Fertlerin kalbinde Allah korkusu bulunan milletlerin asayişi, nizam ve intizam
bozulmaz. Aralarında cinayetler, tefrikalar, fitne ve fesatlar, düşmanlık
buğuzları, haksızlıklar su-i isti’maller.... olamaz. Mal, can, ırz ve namus
hususunda herkes birbirinden emin olur.
Yüce
Rabbimiz bir ayet-i kerimede şöyle buyurmaktadır:
“İşte o
şeytan, ancak kendi dostlarına korkutur. Şu halde eğer gerçekten mü’min iseniz,
onlardan değil, benden korkunuz.”[15]
İnsan
yalnız Allah ’tan korkmalı, Allah ’tan korkanlardan her şeyin korkacağına
inanmalıdır.
İNSANLARIN KORKULARI
Allah
’ın korkusundan yanında, bazen insanların da kendi aralarında çeşitli korkuları
vardır: Bunları şu şekilde sıralayabiliriz:
1.
Gece: Bazı insanlar gecenin getirdiği sessizlikten, karanlıktan korkar.
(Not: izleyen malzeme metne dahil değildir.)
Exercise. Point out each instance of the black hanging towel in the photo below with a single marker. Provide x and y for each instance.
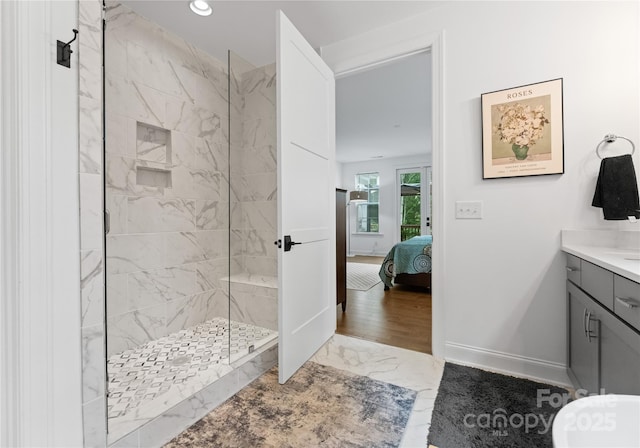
(617, 188)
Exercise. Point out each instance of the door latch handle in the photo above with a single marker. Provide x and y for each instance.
(288, 243)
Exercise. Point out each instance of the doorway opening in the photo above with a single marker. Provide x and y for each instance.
(383, 126)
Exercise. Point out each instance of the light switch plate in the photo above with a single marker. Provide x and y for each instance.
(468, 209)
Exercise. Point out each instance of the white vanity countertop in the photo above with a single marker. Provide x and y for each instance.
(616, 251)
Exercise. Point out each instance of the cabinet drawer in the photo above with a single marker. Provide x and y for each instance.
(573, 269)
(597, 282)
(626, 302)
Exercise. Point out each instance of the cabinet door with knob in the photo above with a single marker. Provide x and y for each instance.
(583, 334)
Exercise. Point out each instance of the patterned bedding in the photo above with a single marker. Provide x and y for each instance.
(408, 257)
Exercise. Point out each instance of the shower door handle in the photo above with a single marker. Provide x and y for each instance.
(107, 222)
(288, 243)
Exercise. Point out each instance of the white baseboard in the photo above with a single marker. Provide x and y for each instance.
(368, 254)
(520, 366)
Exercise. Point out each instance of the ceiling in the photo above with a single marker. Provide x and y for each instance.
(385, 112)
(392, 94)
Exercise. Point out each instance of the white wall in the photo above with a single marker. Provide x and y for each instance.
(382, 242)
(504, 282)
(40, 346)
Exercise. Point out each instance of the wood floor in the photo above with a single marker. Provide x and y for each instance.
(400, 317)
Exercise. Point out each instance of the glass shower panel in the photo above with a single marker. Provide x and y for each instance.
(167, 195)
(253, 228)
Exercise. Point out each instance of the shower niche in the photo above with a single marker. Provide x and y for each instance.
(190, 188)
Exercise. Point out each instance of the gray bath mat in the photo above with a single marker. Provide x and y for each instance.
(318, 407)
(478, 409)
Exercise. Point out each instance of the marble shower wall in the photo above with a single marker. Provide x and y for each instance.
(253, 194)
(91, 252)
(253, 168)
(166, 182)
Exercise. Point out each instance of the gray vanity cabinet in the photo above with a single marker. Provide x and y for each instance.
(619, 357)
(584, 353)
(602, 341)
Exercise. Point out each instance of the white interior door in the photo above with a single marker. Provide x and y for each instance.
(306, 199)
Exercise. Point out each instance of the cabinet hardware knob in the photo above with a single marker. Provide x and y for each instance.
(629, 303)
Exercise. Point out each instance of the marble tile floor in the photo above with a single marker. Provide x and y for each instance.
(146, 381)
(406, 368)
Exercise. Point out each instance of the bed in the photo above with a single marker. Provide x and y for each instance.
(408, 262)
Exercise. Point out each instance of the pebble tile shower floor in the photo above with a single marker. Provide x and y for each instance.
(141, 374)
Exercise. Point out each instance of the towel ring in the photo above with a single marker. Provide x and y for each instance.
(610, 138)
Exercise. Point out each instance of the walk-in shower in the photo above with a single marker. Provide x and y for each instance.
(190, 183)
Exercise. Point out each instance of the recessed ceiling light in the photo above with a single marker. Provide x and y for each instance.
(200, 7)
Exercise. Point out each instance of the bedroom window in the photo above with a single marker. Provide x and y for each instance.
(367, 213)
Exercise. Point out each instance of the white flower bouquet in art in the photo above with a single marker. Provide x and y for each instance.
(521, 126)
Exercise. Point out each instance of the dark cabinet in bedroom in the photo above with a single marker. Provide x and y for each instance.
(341, 247)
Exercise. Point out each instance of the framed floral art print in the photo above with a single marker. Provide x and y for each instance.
(522, 131)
Gündüz olunca bu korku sona erer.
2.
Bıçak, tabanca, vs. Bıçak, tabanca vs. gibi öldürücü özelliğe sahip olan
bu aletlerden korkmayan insan çok azdır. Bıçak ekmek kesmek için kullanılırken,
adam bıçaklamak için de kullanılır. Bundan dolayı bıçak ve tabanca insanların
korktuğu şeyler arasındadır.
3.
Yalnızlık: Yalnız kalmak da insana korku verir. Özellikle kadınlar evde
tek başına kalmaktan korkarlar. Yanlarında küçük bir çocuğu bile olsa yatarken
mutlaka bir korku basar. Bu yüzden başka bir kadını veya yetişmiş bir komşu
kızını çağırır. Kendini emniyette hisseder ve rahat bir şekilde uyur.
4.
Yükseklik: Yükseklik korkusu da bazı insanlarda var olan bir korkudur.
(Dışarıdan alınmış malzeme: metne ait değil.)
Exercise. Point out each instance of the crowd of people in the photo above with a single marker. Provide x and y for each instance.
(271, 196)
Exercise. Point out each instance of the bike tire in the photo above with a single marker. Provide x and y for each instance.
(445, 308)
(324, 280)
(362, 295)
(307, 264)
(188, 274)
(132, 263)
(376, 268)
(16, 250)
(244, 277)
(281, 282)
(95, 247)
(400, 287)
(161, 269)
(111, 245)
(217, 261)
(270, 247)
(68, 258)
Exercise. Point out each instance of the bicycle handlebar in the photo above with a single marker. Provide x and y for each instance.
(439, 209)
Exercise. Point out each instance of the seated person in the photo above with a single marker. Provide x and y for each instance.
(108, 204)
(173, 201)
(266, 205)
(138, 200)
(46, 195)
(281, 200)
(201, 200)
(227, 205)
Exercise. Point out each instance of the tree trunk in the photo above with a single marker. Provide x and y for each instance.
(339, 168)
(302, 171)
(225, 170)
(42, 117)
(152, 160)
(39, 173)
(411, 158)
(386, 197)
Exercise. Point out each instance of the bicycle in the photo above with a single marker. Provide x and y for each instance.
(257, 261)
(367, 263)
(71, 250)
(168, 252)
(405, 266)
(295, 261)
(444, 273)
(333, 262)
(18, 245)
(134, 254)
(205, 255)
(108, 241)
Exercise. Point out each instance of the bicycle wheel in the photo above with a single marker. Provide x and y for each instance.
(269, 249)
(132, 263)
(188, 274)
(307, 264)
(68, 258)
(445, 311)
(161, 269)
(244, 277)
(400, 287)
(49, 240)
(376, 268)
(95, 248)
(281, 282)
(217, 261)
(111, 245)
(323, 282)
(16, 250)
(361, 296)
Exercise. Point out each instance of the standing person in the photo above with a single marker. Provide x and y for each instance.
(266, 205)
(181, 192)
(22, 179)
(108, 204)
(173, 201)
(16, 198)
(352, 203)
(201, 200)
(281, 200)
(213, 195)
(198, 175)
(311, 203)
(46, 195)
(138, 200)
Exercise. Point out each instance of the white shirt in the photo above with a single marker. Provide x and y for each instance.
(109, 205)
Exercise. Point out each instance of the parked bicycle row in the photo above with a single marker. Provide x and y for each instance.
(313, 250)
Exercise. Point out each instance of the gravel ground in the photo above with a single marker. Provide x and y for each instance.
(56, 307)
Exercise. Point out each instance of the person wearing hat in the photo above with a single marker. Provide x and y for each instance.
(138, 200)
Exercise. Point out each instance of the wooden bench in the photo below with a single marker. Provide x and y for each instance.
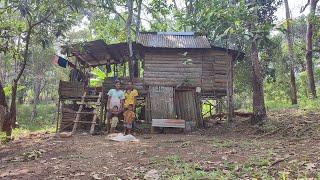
(173, 123)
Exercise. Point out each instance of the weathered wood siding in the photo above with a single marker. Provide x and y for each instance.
(186, 105)
(207, 68)
(168, 67)
(215, 67)
(162, 102)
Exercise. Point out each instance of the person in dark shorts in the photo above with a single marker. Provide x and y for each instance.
(129, 117)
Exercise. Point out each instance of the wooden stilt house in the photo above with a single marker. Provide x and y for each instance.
(175, 74)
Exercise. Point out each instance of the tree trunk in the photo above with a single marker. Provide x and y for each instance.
(129, 39)
(37, 91)
(259, 110)
(138, 24)
(10, 120)
(309, 35)
(3, 106)
(293, 88)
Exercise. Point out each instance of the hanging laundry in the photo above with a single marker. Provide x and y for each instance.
(60, 61)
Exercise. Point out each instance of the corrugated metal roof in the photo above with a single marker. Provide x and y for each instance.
(164, 40)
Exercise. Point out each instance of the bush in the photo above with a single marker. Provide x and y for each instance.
(45, 119)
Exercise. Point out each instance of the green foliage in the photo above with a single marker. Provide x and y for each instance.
(99, 77)
(44, 121)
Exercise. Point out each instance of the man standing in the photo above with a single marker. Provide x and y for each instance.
(115, 99)
(130, 96)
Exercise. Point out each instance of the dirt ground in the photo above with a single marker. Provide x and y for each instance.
(287, 146)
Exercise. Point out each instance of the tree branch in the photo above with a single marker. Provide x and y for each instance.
(304, 7)
(42, 20)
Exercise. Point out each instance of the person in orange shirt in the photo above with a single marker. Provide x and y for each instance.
(129, 117)
(130, 96)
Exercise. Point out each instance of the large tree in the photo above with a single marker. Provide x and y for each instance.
(309, 46)
(25, 22)
(293, 87)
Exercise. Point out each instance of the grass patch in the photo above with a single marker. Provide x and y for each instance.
(256, 167)
(225, 143)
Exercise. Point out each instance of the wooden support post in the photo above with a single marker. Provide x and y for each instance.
(229, 91)
(58, 116)
(136, 68)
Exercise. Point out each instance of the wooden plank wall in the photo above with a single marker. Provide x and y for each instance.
(162, 102)
(168, 68)
(208, 70)
(215, 70)
(186, 105)
(70, 89)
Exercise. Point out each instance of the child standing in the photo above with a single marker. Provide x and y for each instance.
(129, 117)
(114, 118)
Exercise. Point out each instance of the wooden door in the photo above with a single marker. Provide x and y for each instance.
(187, 105)
(162, 102)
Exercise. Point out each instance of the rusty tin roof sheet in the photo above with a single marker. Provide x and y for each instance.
(173, 40)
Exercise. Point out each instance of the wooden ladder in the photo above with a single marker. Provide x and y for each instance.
(79, 112)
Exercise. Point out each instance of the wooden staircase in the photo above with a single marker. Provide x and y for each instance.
(94, 112)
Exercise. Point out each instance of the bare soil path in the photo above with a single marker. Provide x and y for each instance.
(227, 152)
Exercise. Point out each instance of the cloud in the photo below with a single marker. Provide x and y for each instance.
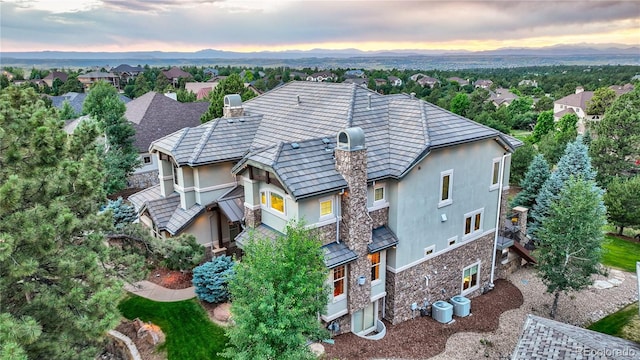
(197, 24)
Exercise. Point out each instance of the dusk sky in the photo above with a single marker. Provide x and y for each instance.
(255, 25)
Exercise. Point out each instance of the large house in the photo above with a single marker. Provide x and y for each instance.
(153, 116)
(406, 196)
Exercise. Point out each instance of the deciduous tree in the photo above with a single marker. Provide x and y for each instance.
(571, 235)
(278, 291)
(616, 143)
Yüksek bir yerden aşağıya bakamaz. Bir an önce o yerden uzaklaşmaya çalışır.
5.
Yırtıcı hayvanlardan korkanlar: Yılan, köpek, aslan gibi hayvanlardan
korkanlar olduğu gibi fareden korkan insanları toplumda görmek mümkündür.
6.
Ölümden korkanlar: Ölüme hazırlıklı olmayanlar, ölüm kelimesinin
soğukluğunu en yakından hissederler. Ölümden korkanlar olduğu gibi, ölüden
korkanlar da vardır.
Şahıslar da birbirinden korkarlar:
1.
Kadın kocasından veya koca hanımından korkar: Erkek aile üzerinde hakim,
yönetici konuma sahiptir. Bu yüzden bu korkuyu her zaman görmek mümkündür.
2.
Öğrenci öğretmeninden: Öğretmen ders anlatırken, öğrenci can kulağıyla
dinler. Derslerinde başarılı olmak için çok çalışır. Öğretmenin azarından,
paylamasından korkar.
3.
Memur amirinden: Amir emretme yetkisine sahiptir. Memur da emredilen
kimsedir. Amir memuruna sicil notu verir. Yükselmek isteyen memur, amirine itaat
eder. Bir soruşturma geçirmemek için amirinden korkar.
4.
İşçi patronundan: İş bulmanın zor olduğu günümüzde, iş bulanlar işten
çıkmamak için patronlarından korkarlar. Verilen işleri zamanında yapmaya
çalışırlar.
Peki
Allah korkusu, insanların birbirinden korktuğu gibi midir? Hayır. Allah
korkusu bunlardan çok farklıdır. İnsanların korkuları sadece bu kadar değildir.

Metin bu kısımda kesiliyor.